Выбрать главу

Писательские биографии становятся у нас популярным жанром.

Когда в 2006 году только что учрежденная литературная премия “Большая книга” была присуждена Дмитрию Быкову за биографию Бориса Пастернака, выпущенную в серии ЖЗЛ, этому, кажется, никто особо не удивился. Через год ситуация повторилась, с той разницей, что Алексею Варламову за биографию Алексея Толстого, вышедшую в той же серии, присудили на конкурсе “Большая книга” не первую, а вторую премию.

На этот раз было чему удивиться. Само совпадение воспринималось как тенденция, правда, не очень понятная. Несколько неожиданным оказался и выбор “замечательного человека”, чья жизнь стала предметом описания. Пастернак и Толстой - антиподы во всем, и в жизни, и в творчестве. В их “соседстве” можно было заподозрить своеобразную политкорректность со стороны устроителей премии, желающих объять оба “крыла” отечественной литературы.

Но ведь главное - как написана книга, не так ли?

Отмечу методологическое несходство двух писательских биографий, воссозданных двумя современными литераторами. Если Быков предлагает свой собственный, максимально личностный взгляд на Пастернака, то Варламов, напротив, намеренно устраняется от личных суждений и оценок, строя текст, главным образом, на цитатах. (Их так много, что редкие авторские вступления принимаешь за очередную цитату и ищешь, где открылись кавычки). Отдавая должное достоинствам быковского текста, скажу, что метод Варламова хорош по-своему: воспоминания и оценки современников Толстого, их живые голоса интересны и ценны сами по себе. Однако вопрос об отношении биографа к герою, как бы ни хотелось ему этого избежать, все равно возникает, хотя бы после того, как книга прочитана. Но об этом позже.

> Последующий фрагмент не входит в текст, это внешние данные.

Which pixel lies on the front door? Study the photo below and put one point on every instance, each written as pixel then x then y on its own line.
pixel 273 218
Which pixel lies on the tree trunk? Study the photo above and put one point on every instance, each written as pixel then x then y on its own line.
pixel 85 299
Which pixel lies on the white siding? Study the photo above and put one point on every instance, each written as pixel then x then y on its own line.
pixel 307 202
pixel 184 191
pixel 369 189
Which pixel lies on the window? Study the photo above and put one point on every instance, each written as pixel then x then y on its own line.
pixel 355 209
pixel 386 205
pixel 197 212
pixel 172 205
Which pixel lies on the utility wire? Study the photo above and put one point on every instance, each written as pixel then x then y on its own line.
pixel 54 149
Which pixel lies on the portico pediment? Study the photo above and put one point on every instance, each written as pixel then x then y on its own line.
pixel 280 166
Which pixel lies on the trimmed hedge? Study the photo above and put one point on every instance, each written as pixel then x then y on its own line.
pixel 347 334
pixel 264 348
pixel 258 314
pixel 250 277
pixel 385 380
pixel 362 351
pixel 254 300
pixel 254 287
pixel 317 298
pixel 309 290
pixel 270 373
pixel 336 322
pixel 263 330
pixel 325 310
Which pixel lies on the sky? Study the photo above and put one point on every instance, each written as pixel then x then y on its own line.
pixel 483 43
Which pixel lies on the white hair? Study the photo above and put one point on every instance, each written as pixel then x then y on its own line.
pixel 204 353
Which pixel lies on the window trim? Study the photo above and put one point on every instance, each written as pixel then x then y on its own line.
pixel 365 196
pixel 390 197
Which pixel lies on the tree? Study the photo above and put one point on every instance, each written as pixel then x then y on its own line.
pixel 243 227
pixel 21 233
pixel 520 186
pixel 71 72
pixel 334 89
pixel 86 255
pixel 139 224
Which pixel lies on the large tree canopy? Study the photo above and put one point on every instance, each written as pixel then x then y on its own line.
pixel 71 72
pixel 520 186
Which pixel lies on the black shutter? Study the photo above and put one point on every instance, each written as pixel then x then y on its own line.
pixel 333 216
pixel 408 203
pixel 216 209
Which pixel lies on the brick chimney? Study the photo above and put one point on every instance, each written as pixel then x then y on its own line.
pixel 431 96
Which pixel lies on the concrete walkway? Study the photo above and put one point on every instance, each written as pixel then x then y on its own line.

Алексею Варламову потребовалось, я думаю, определенное мужество, чтобы взяться за биографию самого одиозного из советских классиков, чья репутация “предателя своего сословия”, “отступника” и “приспособленца” в наше время - время триумфального возвращения русской литературы из эмиграции - почти затмила его былую литературную славу. Но сам факт обращения к автору “Хождения по мукам” показателен и может означать, что время непримиримого разделения русских писателей на красных и белых (с предпочтением сначала одних, потом других) постепенно проходит, а читателям XXI века будут, вероятно, равно интересны и те, и другие.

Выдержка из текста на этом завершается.